Justin Shemie Opens up About Scouting for the Stingers

Concordia Scout Keeps the Difficulties Out of Sight and Out of Mind

  • Concordia Stingers Scout Justin Shemie helped to bring strong new players to the. Photo Dustin Kagan-Fleming

When Justin Shemie started to talk about work, a smile stretched across his face. Not the reaction you’d get from most university students in their early 20s.

Most students aren’t Justin Shemie.

While pursuing his education at the John Molson School of Business, he is working as the head scout of the Concordia Stingers men’s hockey team as well as a scout for the Quebec Major Junior Hockey League’s Moncton Wildcats.

“I really love who I work with. I love to come and watch hockey, and evaluate players. I just overall love the job,” said Shemie.

According to Stingers head coach Marc-André Element, that kind of passion is just what you get with Shemie.

“He’s passionate, and when you want to build a program you’ve got to build the program with people that are passionate about the game,” said Element who has seen the results of his head scout’s work first hand. “He’s that guy.”

Element’s Stingers had a strong season, aided along by many new players, like Anthony De Luca and Alex Gosselin—all of whom Shemie helped bring on.

What’s surprising is that he’s been scouting since he was in the 10th grade. Five years ago, he was just a high school student attending a conference at the 2012 NHL entry draft.

“I was only 15 then, so I didn’t expect to get an opportunity there,” remembered Shemie.

That’s where he began turning heads and impressing the right people with just how much he could do. Shemie ended up earning a position doing work with sports analytics company Power Scout Hockey. After doing data entry and spreadsheets for the company, Shemie started going out to scout more tournaments and events, building connections as he went.

“Whenever I went scouting, I would ask questions, ask scouts and build contacts,” he said.

This was how he met then head scout for the Moncton Wildcats Gilles Tassé, who was fascinated by Shemie’s eye for evaluating players, especially considering he was just 16 years old at the time. To this day, Tassé continues to be impressed, calling Shemie “resilient, passionate and dedicated” while stating that all the young scout needs is a touch more confidence in his skills.

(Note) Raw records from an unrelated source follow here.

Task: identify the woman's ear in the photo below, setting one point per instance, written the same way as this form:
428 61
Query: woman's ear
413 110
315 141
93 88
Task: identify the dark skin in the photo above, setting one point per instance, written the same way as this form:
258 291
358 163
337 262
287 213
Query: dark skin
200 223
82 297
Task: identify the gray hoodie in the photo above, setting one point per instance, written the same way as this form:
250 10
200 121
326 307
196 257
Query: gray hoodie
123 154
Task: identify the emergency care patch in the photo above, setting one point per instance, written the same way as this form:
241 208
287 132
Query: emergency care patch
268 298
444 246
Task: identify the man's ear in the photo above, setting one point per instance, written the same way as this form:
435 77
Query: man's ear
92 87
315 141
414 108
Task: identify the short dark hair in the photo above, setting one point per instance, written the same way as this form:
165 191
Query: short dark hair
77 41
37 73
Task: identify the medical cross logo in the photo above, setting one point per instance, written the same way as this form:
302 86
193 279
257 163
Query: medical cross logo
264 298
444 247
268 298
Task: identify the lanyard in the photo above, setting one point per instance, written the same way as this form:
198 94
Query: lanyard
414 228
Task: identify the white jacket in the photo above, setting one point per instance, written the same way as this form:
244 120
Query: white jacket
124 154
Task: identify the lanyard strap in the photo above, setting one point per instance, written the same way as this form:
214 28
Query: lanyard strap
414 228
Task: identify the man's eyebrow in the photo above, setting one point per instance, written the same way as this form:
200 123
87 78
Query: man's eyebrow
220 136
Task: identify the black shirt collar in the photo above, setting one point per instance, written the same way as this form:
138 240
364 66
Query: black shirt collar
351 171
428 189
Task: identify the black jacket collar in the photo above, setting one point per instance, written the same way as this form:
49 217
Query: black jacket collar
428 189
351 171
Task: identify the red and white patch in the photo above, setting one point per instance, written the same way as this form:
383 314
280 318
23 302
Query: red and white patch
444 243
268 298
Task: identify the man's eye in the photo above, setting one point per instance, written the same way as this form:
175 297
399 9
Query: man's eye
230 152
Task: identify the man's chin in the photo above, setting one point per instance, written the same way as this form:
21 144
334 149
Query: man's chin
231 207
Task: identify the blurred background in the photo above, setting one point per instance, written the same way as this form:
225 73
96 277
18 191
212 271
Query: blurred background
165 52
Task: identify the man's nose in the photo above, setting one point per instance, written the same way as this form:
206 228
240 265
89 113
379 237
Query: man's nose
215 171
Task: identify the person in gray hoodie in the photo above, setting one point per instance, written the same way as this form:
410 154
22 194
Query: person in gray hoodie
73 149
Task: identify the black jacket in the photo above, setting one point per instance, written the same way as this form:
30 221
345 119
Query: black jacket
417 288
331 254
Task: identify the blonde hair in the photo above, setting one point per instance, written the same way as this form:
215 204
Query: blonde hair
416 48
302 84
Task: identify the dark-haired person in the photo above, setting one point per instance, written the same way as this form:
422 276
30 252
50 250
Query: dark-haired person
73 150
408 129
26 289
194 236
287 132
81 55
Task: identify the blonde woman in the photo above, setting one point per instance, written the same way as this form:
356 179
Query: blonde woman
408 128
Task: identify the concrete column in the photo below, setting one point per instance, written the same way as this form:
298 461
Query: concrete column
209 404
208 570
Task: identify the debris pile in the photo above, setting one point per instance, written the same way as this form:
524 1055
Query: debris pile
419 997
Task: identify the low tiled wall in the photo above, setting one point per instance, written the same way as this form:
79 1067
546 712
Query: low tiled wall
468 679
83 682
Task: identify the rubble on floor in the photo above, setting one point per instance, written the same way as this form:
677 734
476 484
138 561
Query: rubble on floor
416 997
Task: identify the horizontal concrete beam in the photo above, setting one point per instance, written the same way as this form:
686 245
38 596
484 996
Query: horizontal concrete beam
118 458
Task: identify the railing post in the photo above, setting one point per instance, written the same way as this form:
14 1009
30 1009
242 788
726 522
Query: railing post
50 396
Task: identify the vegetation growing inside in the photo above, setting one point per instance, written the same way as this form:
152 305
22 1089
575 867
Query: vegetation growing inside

Shemie sent Tassé reports from games in Montreal and he eventually impressed him enough to be brought on as a scout for Moncton, where’s he’s finishing his fourth year on the job after grinding his way up the scouting ladder.

Shemie continued to impress those he encountered, including Element. Well before the pair worked together, the Stingers head coach knew that Shemie had real talent.

“I knew right away that he had good potential,” recalled Element.

Element recognized that scouting is not an easy job, and that not everyone is right for it. “It’s really important for a head coach to have a guy that’s passionate and wants to put time in,” said Element while discussing what makes Shemie so successfull.

The head scout has to evaluate players all over the greater Montreal area. Through different leagues and levels, Shemie is the one who has to go out and spot who can help his teams.

In cities like Montreal, there is no shortage of talent to assess. To Shemie, what makes a good scout is simple. “At the end of the day you have to be able to evaluate players. It’s something I’ve gotten with mileage,” he said. “I’ve asked questions [and] learned a lot.”

Tassé said that it came quickly. “His progression has been incredible within a short period of time!”

Regardless of how good a scout is, their job is time consuming. But as Tassé said, “[Shemie] will not back down in front of a tough task.”

Element hasn’t seen anything to suggest Shemie is struggling with juggling his academics and his work. “He’s well structured, he’s punctual. He’s so well organized,” praised Element, who feels that Shemie is capable enough that he need not worry.

Shemie admitted that it can be difficult at time but stressed that his passion for what he does makes it worth it. “It can definitely be difficult. You have to sacrifice on both sides of the scale. But if you really want to do it, you can.”

“It helps that I really love what I do,” he continued. Shemie maintained that while it can be unfortunate to miss out on social activities, having a job he loves outweighs the difficulties.

“Sometimes the guys who are more behind the scenes don’t get the trophies,” said Element, talking about how scouts aren’t always in the spotlight. He made sure to emphasize that Shemie is a major part of the success the Stingers have had.

Though his work is in the background, Shemie said that’s just fine. He knows how important it is.

“Drafting and recruiting are the building blocks of a program,” he said. Thirteen new players who he scouted contributed to the Stingers going from winning 35 per cent of their games last year to 67 per cent this year. He’s happy with the job and he plans to stick with it.

“He’s going to go far,” said Element. “He has the drive. I think he’s someone that’s going to be up there with better guys.”